Nesse ano, em 1766, a Sé de Viseu está vacante: o
bispo D. Júlio Francisco de Oliveira morrera em Dezembro de
1765 e D. Francisco Mendo Trigoso só em Dezembro de 1770
fará a entrada solene em Viseu6.
Portanto, a repartição das roupas a que se refere o
inventário tem de ser da responsabilidade de outra personagem.
Para a sua identificação a referência a Vossa
Senhoria (abreviada por V. S.) na nota final não
ajuda muito. Depois da pragmática de 1739, as categorias de
pessoas que podem ser tratadas por Vossa Senhoria formam uma
lista muito longa; porém, pode notar-se que os membros do
Cabido têm direito a esse tratamento7.
Noutras ocasiões, seguindo exemplo dos bispos, o Cabido
procede a distribuições semelhantes. Por exemplo, na
Semana Santa de 1727 reparte 480 mil réis pelos pobres da
cidade8. Portanto, é
provável que por detrás de V. S. esteja o
Cabido.
A nota final do inventário deixa claro que não
é a toda a pobreza que ele se refere, mas apenas àquela
que se manifesta pela falta de vestuário. Por isso, num caso
ele refere a «precisão de saias, e mantilhas, para as
indispensáveis obrigações, que tem de ir
à missa, e confissão», noutros as necessidades que
têm, para «desobrigarem-se e confessarem-se pelo ano
adiante na Capela da Via Sacra», de «saias, e mantilhas,
que não têm», precisas também «para
virem a outras partes, e igrejas públicas para os referidos
ministérios», ou, noutro ainda, a «desnudez em que
se acha». No entanto, quase sempre são expressamente
referidas algumas qualidades, como a honestidade e o recolhimento, a
gravidade e a decência. Daqui se conclui que apenas um tipo
muito especial de pobreza está aqui inventariado.

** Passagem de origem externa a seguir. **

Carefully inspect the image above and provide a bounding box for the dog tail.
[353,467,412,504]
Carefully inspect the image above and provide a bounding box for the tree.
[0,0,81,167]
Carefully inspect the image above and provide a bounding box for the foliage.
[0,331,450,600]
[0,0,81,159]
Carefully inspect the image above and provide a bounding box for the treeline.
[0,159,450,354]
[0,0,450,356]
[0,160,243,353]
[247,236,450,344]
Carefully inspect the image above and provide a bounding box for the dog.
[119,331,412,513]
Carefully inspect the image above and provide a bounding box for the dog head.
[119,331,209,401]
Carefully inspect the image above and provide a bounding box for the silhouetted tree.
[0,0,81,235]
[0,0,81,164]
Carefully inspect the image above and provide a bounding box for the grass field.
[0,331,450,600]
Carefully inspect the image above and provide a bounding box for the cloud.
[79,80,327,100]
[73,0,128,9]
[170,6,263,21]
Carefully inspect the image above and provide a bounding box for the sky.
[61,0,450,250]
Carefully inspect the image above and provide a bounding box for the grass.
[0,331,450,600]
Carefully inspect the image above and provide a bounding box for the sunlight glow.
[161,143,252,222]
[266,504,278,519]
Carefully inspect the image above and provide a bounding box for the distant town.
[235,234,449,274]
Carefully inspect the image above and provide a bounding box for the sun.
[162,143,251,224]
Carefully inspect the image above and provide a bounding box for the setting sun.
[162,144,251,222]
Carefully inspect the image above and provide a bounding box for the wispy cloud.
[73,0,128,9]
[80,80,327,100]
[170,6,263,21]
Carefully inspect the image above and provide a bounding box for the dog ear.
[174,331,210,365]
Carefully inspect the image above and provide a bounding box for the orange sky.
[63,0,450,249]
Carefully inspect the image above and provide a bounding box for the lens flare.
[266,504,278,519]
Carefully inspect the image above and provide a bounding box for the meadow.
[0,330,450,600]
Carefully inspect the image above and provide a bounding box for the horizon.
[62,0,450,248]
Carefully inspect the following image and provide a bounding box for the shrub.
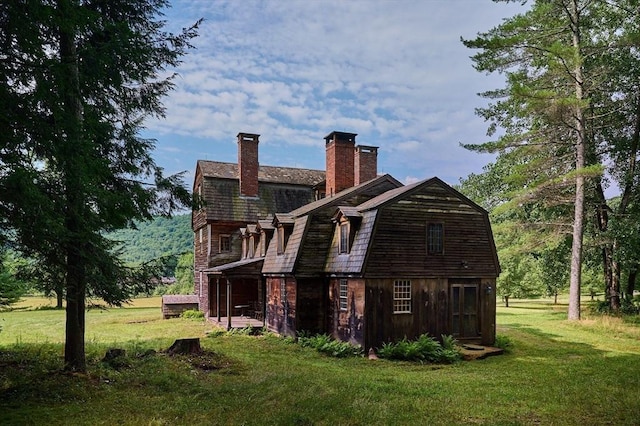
[298,332,363,358]
[494,334,513,352]
[378,334,461,363]
[180,309,204,319]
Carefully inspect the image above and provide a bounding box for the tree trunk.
[627,265,638,298]
[568,0,586,320]
[57,0,87,372]
[56,290,64,309]
[605,251,620,312]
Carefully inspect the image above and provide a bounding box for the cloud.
[147,0,522,186]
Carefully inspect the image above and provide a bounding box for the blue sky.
[145,0,524,185]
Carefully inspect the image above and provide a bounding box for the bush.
[378,334,462,364]
[180,309,204,319]
[298,332,363,358]
[495,334,513,352]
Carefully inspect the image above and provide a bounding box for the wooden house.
[192,132,377,324]
[262,175,500,348]
[324,178,500,347]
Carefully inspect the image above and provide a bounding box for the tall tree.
[463,0,602,320]
[0,0,198,371]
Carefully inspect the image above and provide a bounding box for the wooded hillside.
[107,214,193,264]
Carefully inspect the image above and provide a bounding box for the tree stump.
[167,337,202,355]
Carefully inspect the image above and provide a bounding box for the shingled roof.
[198,160,325,186]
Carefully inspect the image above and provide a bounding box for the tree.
[0,249,25,310]
[463,0,615,320]
[0,0,198,372]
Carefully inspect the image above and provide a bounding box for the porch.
[208,315,265,330]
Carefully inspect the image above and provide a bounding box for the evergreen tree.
[0,0,197,371]
[464,0,640,319]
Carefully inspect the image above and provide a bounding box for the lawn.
[0,299,640,426]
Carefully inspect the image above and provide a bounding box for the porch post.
[227,278,232,330]
[216,277,220,324]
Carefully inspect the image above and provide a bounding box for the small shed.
[162,294,198,319]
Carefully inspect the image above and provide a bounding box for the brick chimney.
[324,132,357,197]
[353,145,378,185]
[238,133,260,197]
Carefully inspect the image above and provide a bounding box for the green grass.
[0,300,640,426]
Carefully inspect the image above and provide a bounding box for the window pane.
[393,280,411,313]
[339,223,349,253]
[339,279,348,311]
[427,223,444,254]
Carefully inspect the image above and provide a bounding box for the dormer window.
[277,226,287,254]
[427,223,444,254]
[242,236,249,259]
[338,222,349,254]
[247,234,256,258]
[218,235,231,253]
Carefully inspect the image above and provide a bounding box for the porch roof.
[202,257,264,275]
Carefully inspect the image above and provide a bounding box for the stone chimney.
[238,133,260,197]
[324,132,357,197]
[353,145,378,185]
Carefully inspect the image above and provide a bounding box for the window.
[339,278,348,311]
[219,235,231,253]
[280,278,287,302]
[242,236,249,259]
[427,223,444,254]
[278,226,287,254]
[338,222,349,254]
[260,232,267,257]
[247,234,256,258]
[393,280,411,314]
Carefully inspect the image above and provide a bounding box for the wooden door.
[451,284,480,339]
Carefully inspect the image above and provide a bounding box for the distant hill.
[107,214,193,264]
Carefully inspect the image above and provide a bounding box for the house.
[194,132,500,348]
[262,175,500,348]
[192,132,377,319]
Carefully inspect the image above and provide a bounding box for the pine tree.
[0,0,198,371]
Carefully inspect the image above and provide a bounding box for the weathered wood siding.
[266,277,296,336]
[358,276,495,349]
[329,278,365,345]
[296,278,328,334]
[365,185,499,278]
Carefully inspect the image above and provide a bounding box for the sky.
[144,0,525,186]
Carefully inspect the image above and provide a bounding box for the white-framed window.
[218,234,231,253]
[280,278,287,302]
[338,278,349,311]
[427,223,444,254]
[248,234,256,259]
[393,280,411,314]
[242,236,249,259]
[338,222,349,254]
[259,231,267,257]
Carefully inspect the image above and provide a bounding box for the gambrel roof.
[192,160,325,225]
[197,160,325,187]
[263,175,402,276]
[324,178,500,276]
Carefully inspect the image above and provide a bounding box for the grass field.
[0,299,640,426]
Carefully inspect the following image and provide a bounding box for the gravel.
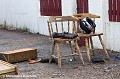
[0,29,120,79]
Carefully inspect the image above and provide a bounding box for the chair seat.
[78,33,103,37]
[50,38,78,42]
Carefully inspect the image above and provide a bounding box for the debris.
[91,58,105,63]
[28,57,57,64]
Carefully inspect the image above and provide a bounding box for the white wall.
[88,0,104,48]
[62,0,77,16]
[103,0,120,52]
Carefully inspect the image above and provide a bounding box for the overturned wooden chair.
[48,16,84,68]
[73,13,109,62]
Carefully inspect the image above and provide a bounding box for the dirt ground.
[0,29,120,79]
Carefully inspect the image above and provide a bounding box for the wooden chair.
[48,16,84,68]
[73,13,109,62]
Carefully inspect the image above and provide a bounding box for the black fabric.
[52,32,78,39]
[80,17,96,34]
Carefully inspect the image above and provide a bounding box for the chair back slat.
[68,21,70,32]
[48,16,78,37]
[61,21,64,33]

Estes pobres
que o P.e Manuel Lopes de Almeida refere não
são os pobres que em 1599, depois de terem sido tomadas
algumas medidas contra a peste, andavam a gritar pelas ruas da cidade
durante a noite e a assustar os homens bons9;
estes pobres participam nos mesmos actos religiosos que os homens
ricos, têm qualidades muito louváveis, não
perturbam a cidade.
Quais são, então, os motivos que, aos olhos do cura
da freguesia, os fazem ser os «pobres mais
necessitados»?
Para os 67 casos que enumera10 apenas
para metade dá alguma explicação. Dentro desse
grupo, 86% são doentes e/ou velhos (cf. tabela
1)11. Isto ajuda a compreender o
facto de esses pobres não se encontrarem completamente
à margem da sociedade.
Tabela 1
As causas da pobreza
Causa |
n.º |
% |
Órfãos |
4 |
11,4 |
Doentes |
18 |
51,4 |
Velhos |
12 |
34,3 |
Outros |
1 |
2,9 |
Total |
35 |
100 |
Estendendo ao séc. XVIII a classificação da
pobreza proposta por Michel Mollat para a Idade Média, os
pobres podem ser: a) assalariados, artesãos e camponeses de
pouco rendimento económico, que, frequentemente, têm a
sobrevivência ameaçada; b) doentes e inválidos;
c) vagabundos, criminosos, loucos e prostitutas. Os primeiros vivem
num limiar biológico, os segundos num limiar de incapacidade
física e os últimos num limiar de
associabilidade12. É claro,
são estes pobres que vivem no limiar da associabilidade que
marcadamente se encontram à margem da sociedade e em conflito
com ela. Ora, são precisamente eles que estão ausentes
deste inventário. (Aqueles 32 casos em que nada se diz sobre
as causas da pobreza correspondem aos pobres do primeiro grupo
definido?) Portanto, não há motivos para que os pobres
do rol do P.e Manuel Lopes de Almeida não tenham
normas de conduta aprovadas e estimadas pelos membros das classes
privilegiadas.
Não deixa de ser significativo que haja alguns casos em que
são mencionadas antigas profissões e outros, um
cirurgião «que se acha a aprender na Cidade da Guarda a
Boticário» e um órfão «que anda
aprendendo o ofício de sapateiro», em que, no momento em
que é feito o inventário, existe mesmo uma
profissão.
Para se tentar reforçar estas conclusões, podemos
avançar noutras direcções. Fernand Braudel notou
que a outra pobreza, a que o inventário do P.e Manuel Lopes de Almeida não menciona, a pobreza violenta,
marginal, associada ao banditismo, se encontra preferencialmente nas
cidades e que muitas vezes tem origem num movimento
migratório13. E aqui que
sucede?
A importância da resposta a esta questão não
se esgota aqui, no facto de poder reforçar as
conclusões sobre o tipo de pobres mencionados pelo cura. Ela
advém, sobretudo, dos elementos que nos pode fornecer sobre a
geografia social de Viseu setecentista uma cidade que pode,
eventualmente, servir como exemplo de outras cidades do interior.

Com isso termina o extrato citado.